Designing and building AWS infrastructure from the ground up for an early-stage AI-powered real estate platform
- Designed and built multi-account AWS infrastructure from scratch using Pulumi (Python), with layered project isolation for networking, identity, operations, and service deployment.
- Created a convention-driven service platform that auto-provisions IAM roles, container registries, secrets, and databases from a single service declaration, reducing per-service onboarding to minimal configuration.
- Built factory-based ECS orchestration connecting compute, database, and identity layers through shared naming contracts and validated configuration with resource tier presets.
- Migrated multiple services from Lambda to ECS Fargate using a standardized factory pattern, establishing the deployment model for staging and production environments.
- Built cross-account release pipeline with OIDC federation, build-once-deploy-by-digest promotion, automated rollback, and composite GitHub Actions.
- Deployed AWS WAF with managed rule groups, tuned from count to block mode after traffic analysis.

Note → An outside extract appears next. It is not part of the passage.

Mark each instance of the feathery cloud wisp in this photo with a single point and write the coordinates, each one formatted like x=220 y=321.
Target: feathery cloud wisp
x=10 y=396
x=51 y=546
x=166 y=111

Implemented per-service IAM with zero-trust deploy roles — no wildcard permissions.
- Integrated Datadog observability with golden signals dashboards and auto-provisioned monitors per service.
Applying SRE principles to lead a complete infrastructure transformation and modernization
- Led enterprise cloud migration from hybrid AWS (ECS/EC2) to fully containerized Azure AKS, migrating business-critical CPA applications serving 700+ users with zero data loss.
- Designed and implemented end-to-end infrastructure across three Azure AKS environments (staging, production, monitoring) using Infrastructure as Code principles.
- Built a comprehensive Kubernetes deployment framework with standardized manifests for service configuration management.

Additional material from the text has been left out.